Charles Ignatius Sancho was the first Black person to vote in the UK in 1774 and 1780. He would have been amongst 5 % of the population who were eligible to vote at the time.
This was a time when voting was very much restricted, based on “wealth,” defined as either property ownership or rental at a certain value. If someone met that criteria alone, they got a vote, regardless of race or gender. (Interestingly, it was only when voting was “reformed” in the early 19th century that women were excluded from voting.)
A grocer by trade, it is from his occupation as a shopkeeper, with a steady income and financial independence, that Sancho derived his entitlement to vote.
As an adult male householder and ratepayer, he would have met the 'scot and lot' franchise requirement for the constituency of Westminster where he lived. He was entitled to vote in the 1774 and 1780 general elections. We know that he voted for the Whig candidate Charles James Fox in 1780. He died later the same year in December 1780.
There are varying accounts of Ignatius’ early life. A biography called 'The Life of Ignatius Sancho' was published by Joseph Jekyll, a budding lawyer acquainted with the Sancho family in 1782: The biography is historically unreliable, or at least unproven, in parts; claiming that Sancho was born to an enslaved mother on a slave ship making the Atlantic crossing.
However, Sancho's own letters states that he was born in Africa and implies that he has no family ties related to the American slave trade.
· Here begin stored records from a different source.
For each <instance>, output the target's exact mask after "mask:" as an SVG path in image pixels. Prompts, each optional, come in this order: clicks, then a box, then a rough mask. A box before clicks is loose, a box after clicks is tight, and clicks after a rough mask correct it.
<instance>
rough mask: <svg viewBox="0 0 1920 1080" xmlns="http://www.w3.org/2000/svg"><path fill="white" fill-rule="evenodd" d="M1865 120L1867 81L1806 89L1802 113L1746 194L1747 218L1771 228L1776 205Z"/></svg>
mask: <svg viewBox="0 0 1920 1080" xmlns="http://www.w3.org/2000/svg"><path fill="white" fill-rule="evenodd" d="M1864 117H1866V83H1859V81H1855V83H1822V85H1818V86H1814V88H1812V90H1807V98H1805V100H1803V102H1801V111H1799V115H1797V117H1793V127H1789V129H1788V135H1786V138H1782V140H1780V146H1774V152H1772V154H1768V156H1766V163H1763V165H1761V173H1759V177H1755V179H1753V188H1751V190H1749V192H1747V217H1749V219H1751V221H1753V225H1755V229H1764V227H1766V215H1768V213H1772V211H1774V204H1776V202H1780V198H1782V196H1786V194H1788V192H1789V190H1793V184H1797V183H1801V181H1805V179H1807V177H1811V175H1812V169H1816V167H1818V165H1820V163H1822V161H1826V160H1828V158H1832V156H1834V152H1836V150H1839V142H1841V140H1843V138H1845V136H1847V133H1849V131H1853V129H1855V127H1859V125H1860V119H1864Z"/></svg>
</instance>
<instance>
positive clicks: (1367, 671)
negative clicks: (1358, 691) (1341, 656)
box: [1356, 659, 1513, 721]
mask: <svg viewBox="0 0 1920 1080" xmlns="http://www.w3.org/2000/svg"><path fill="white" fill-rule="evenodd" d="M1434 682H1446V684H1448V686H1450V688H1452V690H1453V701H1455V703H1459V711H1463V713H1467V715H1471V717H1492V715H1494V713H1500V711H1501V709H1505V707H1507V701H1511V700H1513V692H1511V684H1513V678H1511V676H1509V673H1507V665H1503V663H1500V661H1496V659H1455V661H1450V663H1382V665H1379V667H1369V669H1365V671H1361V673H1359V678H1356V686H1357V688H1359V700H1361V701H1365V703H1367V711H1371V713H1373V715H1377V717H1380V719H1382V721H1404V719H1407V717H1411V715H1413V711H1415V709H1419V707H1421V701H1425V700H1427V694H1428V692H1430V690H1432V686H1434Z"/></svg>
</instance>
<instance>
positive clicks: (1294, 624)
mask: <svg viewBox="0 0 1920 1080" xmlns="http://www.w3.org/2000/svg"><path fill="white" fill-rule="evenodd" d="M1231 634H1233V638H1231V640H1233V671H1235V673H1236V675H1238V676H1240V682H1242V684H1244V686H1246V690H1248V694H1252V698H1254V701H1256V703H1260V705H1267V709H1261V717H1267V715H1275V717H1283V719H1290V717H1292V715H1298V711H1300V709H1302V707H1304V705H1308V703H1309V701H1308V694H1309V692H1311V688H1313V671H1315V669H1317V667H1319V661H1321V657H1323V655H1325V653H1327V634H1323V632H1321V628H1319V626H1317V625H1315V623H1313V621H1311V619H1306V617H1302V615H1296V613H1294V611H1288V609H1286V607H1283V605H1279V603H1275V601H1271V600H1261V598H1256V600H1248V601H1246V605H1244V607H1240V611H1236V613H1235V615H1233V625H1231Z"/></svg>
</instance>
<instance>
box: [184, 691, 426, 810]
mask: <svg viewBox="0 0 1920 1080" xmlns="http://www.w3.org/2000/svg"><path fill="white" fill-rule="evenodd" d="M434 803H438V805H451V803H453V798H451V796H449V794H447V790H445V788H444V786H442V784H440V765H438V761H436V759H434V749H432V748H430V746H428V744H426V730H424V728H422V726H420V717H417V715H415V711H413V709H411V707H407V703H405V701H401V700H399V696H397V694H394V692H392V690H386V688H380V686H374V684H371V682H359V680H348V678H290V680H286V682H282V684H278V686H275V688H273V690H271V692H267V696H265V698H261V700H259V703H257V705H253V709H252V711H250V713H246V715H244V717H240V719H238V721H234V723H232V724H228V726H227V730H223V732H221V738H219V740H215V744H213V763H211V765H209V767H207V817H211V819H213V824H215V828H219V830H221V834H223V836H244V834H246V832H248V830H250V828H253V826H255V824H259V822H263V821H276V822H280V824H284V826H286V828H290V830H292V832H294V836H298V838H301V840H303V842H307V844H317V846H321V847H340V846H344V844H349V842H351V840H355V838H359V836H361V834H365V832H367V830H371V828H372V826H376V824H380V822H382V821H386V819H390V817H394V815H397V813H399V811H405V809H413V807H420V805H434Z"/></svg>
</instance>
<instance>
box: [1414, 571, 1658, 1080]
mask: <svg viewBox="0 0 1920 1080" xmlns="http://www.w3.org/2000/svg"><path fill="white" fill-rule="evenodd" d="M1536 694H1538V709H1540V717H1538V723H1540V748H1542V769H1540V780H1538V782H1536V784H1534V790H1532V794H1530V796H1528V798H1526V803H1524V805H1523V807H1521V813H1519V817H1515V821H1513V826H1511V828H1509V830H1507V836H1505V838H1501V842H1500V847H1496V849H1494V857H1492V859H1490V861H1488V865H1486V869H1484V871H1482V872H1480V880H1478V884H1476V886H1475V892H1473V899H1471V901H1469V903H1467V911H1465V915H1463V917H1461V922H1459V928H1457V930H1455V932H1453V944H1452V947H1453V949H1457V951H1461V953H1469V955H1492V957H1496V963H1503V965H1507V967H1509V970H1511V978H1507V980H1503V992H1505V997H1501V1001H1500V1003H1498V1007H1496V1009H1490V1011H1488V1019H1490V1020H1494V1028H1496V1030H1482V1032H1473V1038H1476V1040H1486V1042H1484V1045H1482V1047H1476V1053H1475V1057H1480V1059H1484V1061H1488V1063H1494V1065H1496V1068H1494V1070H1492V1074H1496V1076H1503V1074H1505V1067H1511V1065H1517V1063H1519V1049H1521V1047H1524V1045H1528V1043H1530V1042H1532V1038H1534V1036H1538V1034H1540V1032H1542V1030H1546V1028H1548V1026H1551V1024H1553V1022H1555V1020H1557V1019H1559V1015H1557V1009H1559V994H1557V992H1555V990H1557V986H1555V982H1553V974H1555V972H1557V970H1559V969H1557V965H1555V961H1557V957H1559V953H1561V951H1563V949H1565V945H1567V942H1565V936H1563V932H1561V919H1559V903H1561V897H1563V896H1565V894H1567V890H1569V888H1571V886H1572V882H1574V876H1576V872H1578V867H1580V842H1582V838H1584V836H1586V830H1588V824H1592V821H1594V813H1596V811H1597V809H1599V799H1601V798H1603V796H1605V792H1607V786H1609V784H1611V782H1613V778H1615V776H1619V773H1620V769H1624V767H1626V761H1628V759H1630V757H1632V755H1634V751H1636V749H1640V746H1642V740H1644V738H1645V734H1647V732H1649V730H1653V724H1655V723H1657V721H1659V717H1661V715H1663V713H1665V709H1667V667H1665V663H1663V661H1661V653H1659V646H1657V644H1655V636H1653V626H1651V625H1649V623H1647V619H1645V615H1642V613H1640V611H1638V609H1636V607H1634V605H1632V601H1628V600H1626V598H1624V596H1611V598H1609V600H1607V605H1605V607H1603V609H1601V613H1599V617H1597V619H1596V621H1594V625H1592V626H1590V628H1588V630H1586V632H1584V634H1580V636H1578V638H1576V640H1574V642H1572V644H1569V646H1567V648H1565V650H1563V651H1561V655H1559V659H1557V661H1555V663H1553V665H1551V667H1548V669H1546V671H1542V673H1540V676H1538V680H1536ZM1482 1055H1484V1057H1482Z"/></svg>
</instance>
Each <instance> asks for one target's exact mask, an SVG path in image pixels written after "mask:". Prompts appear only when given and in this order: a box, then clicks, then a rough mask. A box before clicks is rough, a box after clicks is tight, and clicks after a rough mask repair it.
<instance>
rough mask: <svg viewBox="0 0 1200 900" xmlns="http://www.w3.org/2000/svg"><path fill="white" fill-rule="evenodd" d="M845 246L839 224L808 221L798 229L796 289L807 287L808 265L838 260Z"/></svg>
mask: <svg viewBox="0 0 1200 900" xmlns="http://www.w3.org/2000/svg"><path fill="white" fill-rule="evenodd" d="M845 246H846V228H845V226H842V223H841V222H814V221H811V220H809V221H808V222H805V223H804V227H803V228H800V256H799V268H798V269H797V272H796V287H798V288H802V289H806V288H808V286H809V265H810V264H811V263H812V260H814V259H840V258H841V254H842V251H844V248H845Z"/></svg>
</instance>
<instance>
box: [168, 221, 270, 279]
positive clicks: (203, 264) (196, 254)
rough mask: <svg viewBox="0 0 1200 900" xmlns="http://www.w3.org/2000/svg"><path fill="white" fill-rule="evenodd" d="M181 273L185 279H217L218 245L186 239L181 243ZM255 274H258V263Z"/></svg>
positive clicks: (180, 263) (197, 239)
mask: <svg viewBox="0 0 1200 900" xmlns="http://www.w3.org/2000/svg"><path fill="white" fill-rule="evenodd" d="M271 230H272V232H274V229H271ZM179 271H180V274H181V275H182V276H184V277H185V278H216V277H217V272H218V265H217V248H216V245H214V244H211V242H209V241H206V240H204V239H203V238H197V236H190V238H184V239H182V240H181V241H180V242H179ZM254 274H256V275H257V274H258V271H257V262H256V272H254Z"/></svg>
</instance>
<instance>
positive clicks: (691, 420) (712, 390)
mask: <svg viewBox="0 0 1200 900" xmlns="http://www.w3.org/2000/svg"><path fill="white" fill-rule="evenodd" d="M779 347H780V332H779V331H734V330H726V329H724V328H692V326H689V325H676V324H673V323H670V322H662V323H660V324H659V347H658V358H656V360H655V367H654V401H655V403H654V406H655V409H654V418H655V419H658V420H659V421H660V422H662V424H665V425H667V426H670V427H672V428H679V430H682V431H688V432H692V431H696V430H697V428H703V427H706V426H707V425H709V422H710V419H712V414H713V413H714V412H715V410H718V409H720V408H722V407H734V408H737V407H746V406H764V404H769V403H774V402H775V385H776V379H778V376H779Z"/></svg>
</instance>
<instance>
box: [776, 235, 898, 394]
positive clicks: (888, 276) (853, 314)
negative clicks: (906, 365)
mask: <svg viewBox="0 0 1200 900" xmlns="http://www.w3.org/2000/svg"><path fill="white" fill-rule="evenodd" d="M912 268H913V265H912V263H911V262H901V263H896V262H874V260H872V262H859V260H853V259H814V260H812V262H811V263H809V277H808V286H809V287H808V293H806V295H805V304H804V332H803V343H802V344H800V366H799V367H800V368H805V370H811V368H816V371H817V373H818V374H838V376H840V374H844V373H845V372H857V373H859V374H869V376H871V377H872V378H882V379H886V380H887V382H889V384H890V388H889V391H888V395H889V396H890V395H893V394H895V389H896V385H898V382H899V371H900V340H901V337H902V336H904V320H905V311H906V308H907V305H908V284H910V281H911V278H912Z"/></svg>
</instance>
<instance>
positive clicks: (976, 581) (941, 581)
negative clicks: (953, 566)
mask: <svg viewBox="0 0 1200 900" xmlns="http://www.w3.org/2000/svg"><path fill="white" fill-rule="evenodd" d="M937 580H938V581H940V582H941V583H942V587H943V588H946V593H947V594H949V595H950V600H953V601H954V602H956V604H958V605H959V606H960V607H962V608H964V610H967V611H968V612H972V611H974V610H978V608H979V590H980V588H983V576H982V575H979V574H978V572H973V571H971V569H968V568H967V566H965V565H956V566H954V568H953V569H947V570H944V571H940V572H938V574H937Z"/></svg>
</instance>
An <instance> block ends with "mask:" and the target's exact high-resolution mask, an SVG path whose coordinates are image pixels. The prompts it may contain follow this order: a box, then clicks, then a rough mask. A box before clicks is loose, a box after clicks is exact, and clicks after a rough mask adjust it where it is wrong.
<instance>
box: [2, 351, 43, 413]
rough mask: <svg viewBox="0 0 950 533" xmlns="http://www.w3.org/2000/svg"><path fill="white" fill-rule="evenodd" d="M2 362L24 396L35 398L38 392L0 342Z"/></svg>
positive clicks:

It is not clear if or how he came to be orphaned or how he arrived in England.
What is known is that in his early years in London, Sancho worked in domestic roles in aristocratic households.
Highly self-educated, he read widely, started composing his four collections of music and agitated for an end to the slave trade, corresponding with the great novelist Laurence Sterne.
His became a greengrocer when he retired from domestic work and despite illness, he continued to flourish; publishing books, meeting the great and good and writing into the letters pages of newspapers on subjects he felt strongly about.
These and other letters were published posthumously, making Sancho a public figure and positive representative of working class London in the 18th century.